Thursday, October 16, 2014

bear market

During the past week both the Dow and the S&P 500 (top two charts) dropped below their 200 day moving averages (red lines). While the New York Stock Exchange advance-decline line is holding above its 200 day average I don't think it will stay above it much longer. What you don't see on the Dow and S&P charts is the very heavy volume which has accompanied the moving average break. I think this is especially significant and is strong evidence that a bear market has begun.

The fact that the bull market lasted an extremely long 66 months is another reason for taking this high volume breakdown seriously as a bearish signal. More supporting evidence can be found in the fact that the Fed is ending its open-ended QE program this month. As I have pointed out in previous posts, the last two QE halts, in 2010 and again in 2011, were associated with big drops in US stock prices.

The prognosis is for a drop of 20-30% from the September highs. This would bring the S&P down into the 1400-1600 zone and the Dow down into the 12,000 - 14,000 range.

Bear markets are known for violent rallies which come out of the blue but are just temporary interruptions of the downward course of prices. I think one such rally has either begun or will soon do so from around the 1790 level in the S&P. But I think any such rally will retraces only about half the drop from the September highs before the bear market resumes.

The fourth chart from the top shows a five year history of the 5 day moving average of CBOE equity put-call ratio. You can see that the ratio is higher than it has been in two years. This is a warning that a rally is imminent but isn't much help in identifying exactly when it will begin.

The bottom chart show a 10  year history of the VIX volatility index. Very high volatility is generally associated with market low points. While the VIX is higher than at any time since 2011 you can see that it is still a fair amount below its 2010 and 2011 peaks and very far from its 2008 peak. Hopefully the VIX won't get anywhere that 2008 top in this bear market.

Both the VIX and the put-call ratio are warning that a big fast rally is likely within a few days if it hasn't aready started.

3 comments:

Bill said...

Carl I totally agree with your assessment of a bear market until James Bullard, the St Louis Federal Reserve Bank president, said this morning that the Fed may want to delay tapering QE http://www.cnbc.com/id/102094113?trknav=homestack:topnews:11 This is a game changer that could cause the stock market rally to continue.

pursuitist said...

We're tracking 1998, where there was a severe drop in August to 10% Nasdaq, followed by a relief rally back up to the 5% line, followed by a second drop in October, to minus 12% Nasdaq, followed by.... On to nose bleed heights.
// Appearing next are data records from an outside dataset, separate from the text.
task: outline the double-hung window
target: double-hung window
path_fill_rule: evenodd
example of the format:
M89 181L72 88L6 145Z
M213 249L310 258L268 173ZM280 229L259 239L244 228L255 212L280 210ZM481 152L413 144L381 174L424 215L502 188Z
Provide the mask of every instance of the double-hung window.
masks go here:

This time around the August low is now, and the phone low will likely be late November to mid December. If one were using only 200 day Ema crosses to determine bull and bear markets.... There was a three month period in 1998 where it would have been announced bull, no bear, no bull, no bear, no BULL!

SamuelC said...

I agree with pursuitist that we're in a 1998-ish scenario rather than a classic bear market. From 1920 to the present, if you exclude cyclical bulls within bear markets, and don't count isolated drops (1987, 1990, 1998, etc.) as bear markets, 66 months is not unusually long for a bull market. I am very confident that 2009 was a secular low, in which case the subsequent bull market could last up to three more years without being an outlier.

From an Elliott Wave perspective, I only find three primary waves from 2009 to the present:

Wave 1: Nov. 2008/Mar. 2009 - Feb. 2011
Wave 2: Feb. - Dec. 2011
Wave 3: Dec. 2011 - Sept. 2014

So it looks to me like this is a Wave 4. Wave 2 included a 19% drop, and Wave 4 will likely be of similar magnitude or a little milder.